Photo from tennesseewilliamsbiography.com
According to New Yorker drama critic John Lahr, Tennessee Williams’ playwriting ran contrary to Hollywood’s version of America as a land “where right and wrong were clear, progress was certain, and goodness prevailed.” Lahr’s extensive biography, Tennessee Williams: Mad Pilgrimage of the Flesh (W.W. Norton), focuses on Williams’ work in the theater, and the ways in which his plays were emotional if not usually factual autobiographies.
Some pages are devoted to the plays filmed by Hollywood, starting with The Glass Menagerie (1950). The emotional-sexual tangles of Williams’ characters, and what Lahr calls his romantic pessimism, were rough sailing against Hollywood’s strict Production Code. The censors smelled incest in Glass Menagerie’s story of a troubled family, a charge that incensed Williams.
With A Streetcar Named Desire (1951), Williams had an ally in director Elia Kazan, who had helmed the play in New York.
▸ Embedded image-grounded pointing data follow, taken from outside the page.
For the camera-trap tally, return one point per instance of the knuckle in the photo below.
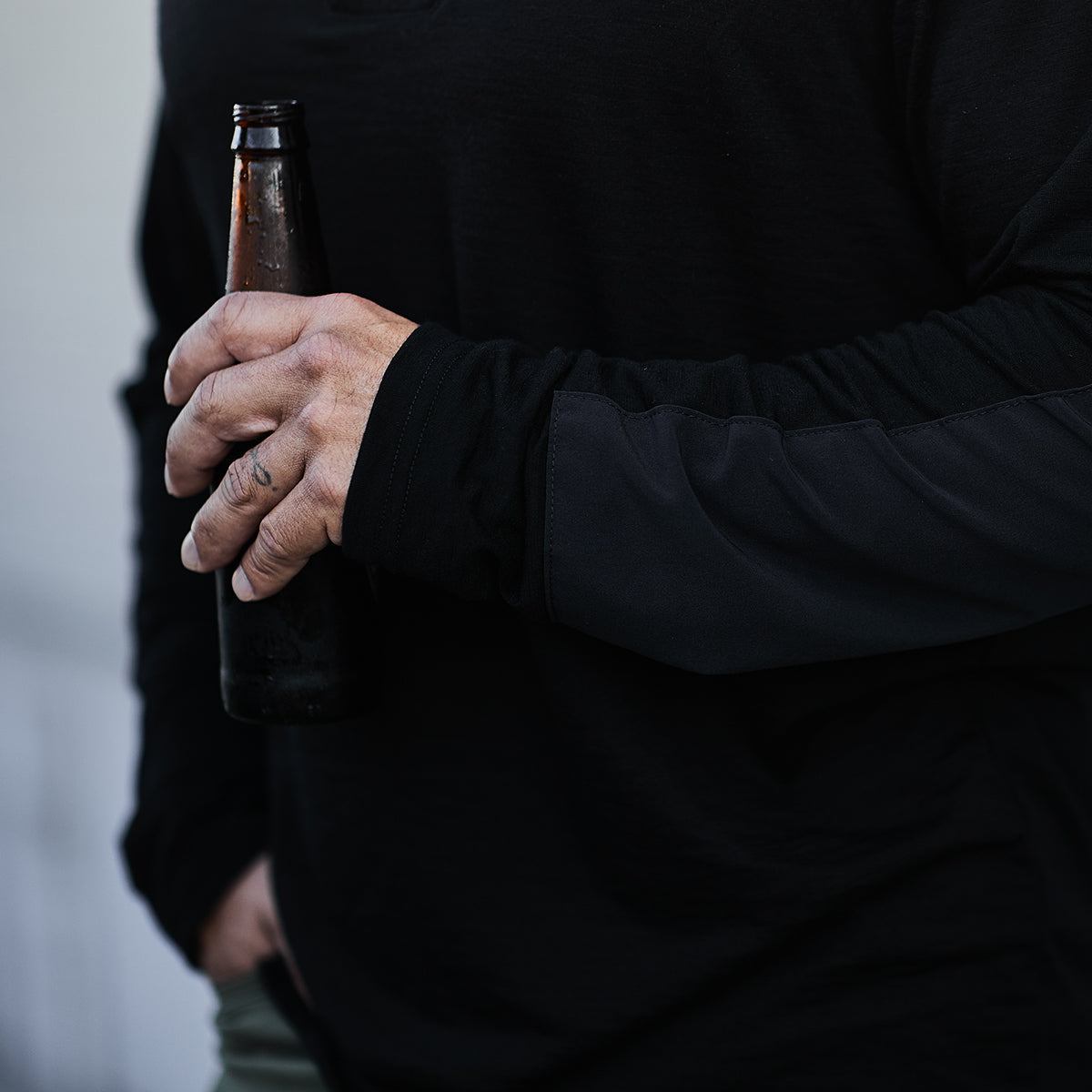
(271, 550)
(321, 490)
(206, 401)
(318, 350)
(228, 312)
(311, 420)
(238, 485)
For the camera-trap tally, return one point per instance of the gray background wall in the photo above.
(91, 998)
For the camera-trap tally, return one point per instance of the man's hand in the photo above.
(305, 370)
(244, 931)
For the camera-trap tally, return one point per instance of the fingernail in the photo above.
(190, 557)
(241, 587)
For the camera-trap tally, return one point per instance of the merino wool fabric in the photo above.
(730, 512)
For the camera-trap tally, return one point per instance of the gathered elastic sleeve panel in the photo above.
(915, 487)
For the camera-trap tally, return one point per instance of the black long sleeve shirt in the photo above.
(732, 516)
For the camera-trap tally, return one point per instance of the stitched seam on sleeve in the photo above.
(420, 440)
(801, 434)
(398, 448)
(555, 440)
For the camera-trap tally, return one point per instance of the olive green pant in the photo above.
(259, 1049)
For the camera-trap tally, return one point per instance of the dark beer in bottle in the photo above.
(299, 656)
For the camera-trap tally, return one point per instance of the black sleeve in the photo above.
(200, 808)
(918, 486)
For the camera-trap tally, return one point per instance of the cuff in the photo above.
(404, 500)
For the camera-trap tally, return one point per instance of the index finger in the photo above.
(243, 326)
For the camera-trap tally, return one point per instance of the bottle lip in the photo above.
(270, 126)
(271, 112)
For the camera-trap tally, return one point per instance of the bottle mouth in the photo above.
(274, 126)
(268, 113)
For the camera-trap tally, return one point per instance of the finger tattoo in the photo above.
(262, 476)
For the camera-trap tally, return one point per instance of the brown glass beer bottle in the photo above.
(299, 656)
Rejecting the Production Code Authority’s condemnation of the screenplay as “sordid and morbid,” Kazan argued that the story was “completely moral…It ran two years and family after family came to see it.” The censors especially objected to the rape scene, which had made the play a sensation on Broadway. Kazan and Williams balked at cutting it.
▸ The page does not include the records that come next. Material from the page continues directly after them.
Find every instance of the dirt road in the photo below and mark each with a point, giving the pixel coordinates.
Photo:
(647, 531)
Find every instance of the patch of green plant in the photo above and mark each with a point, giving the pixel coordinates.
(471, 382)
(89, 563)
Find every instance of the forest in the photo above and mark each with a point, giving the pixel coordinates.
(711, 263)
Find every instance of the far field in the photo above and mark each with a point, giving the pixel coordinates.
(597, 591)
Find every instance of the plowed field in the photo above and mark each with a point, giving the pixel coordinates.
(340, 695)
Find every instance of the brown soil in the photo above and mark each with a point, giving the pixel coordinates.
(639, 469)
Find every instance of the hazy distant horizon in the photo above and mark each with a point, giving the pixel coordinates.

But a creative way around the problem was found. Kazan’s brilliant staging and editing mollified writer and censor; his crosscutting and close-ups “conveyed the idea of rape without actually showing it.” The film might also have improved the play by empowering the abused wife at the story’s conclusion.
Although Lahr doesn’t explore the cinematic legacy in depth, the characters Williams created that continue to haunt the popular imagination became familiar more from their film adaptations than their stage productions.